Timothée Chalamet plays Zeffirelli, a university student in the fictional French town of Ennui-sur-Blasé during the late 1960s. Considering the town's name, it is also unsurprising that Zeffirelli should play a nice boring game like chess.

What's intriguing is that chess is used to solve disputes. The game in the photo above has a legitimate set-up, which is difficult to see but fortunately, the prop chess board was included in an exhibition with the pieces in position.

You'll notice that the board has algebraic notation markers on the edges, but that white and black are playing on the wrong sides of the board when it is oriented this way. In any event, I plugged the position into a board editor.
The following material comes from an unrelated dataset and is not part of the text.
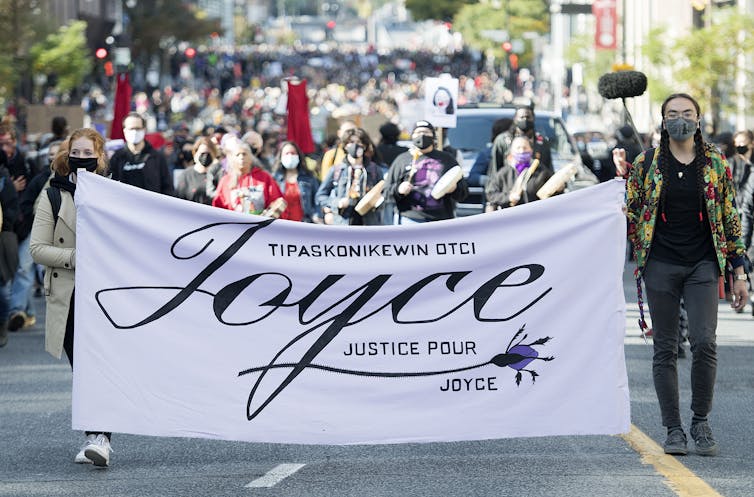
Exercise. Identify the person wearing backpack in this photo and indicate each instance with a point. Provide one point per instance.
(53, 245)
(685, 229)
If it is black's move, he takes the knight with the pawn and it's ultimately a drawn game. If it's white's move, he plays N-to-what-should-be-g7 with a +8 advantage.
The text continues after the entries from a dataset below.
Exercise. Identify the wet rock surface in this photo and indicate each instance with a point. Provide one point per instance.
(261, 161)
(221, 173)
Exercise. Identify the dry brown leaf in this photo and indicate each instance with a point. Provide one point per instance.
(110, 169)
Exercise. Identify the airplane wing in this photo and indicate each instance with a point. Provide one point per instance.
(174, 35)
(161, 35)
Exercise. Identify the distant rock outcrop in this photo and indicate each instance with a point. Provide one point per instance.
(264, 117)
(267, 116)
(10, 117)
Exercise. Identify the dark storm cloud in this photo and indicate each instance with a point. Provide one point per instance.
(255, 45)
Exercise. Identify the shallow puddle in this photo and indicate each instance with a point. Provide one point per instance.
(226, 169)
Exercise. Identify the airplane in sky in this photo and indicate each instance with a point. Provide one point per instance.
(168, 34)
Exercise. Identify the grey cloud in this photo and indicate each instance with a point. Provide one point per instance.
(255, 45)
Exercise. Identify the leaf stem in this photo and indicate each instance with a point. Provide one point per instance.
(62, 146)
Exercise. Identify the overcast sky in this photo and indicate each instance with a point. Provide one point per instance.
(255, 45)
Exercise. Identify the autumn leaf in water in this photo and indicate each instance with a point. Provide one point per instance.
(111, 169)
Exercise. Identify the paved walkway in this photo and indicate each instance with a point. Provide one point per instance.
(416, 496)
You can also see in the background an analysis board that doesn't reflect the game going on. However, it too was in the exhibition.

I plugged this position into a board editor as well. It's black's move because his king is in check. He should play Qxc7, but even so white will be +3.

The movie also features the "Chess Board Revolution" in which the university students set up barricades against the police. The standoff culminates in a chess match between Zeffirelli and the mayor, in which Zeffirelli flags, prompting the mayor to order the police to fire tear gas and storm the barricades.

The French Dispatch is unlikely to inspire another chess boom, a la The Queen's Gambit, but the South Miami Chess Club already embraced the film with a French Dispatch Chess Tournament last month.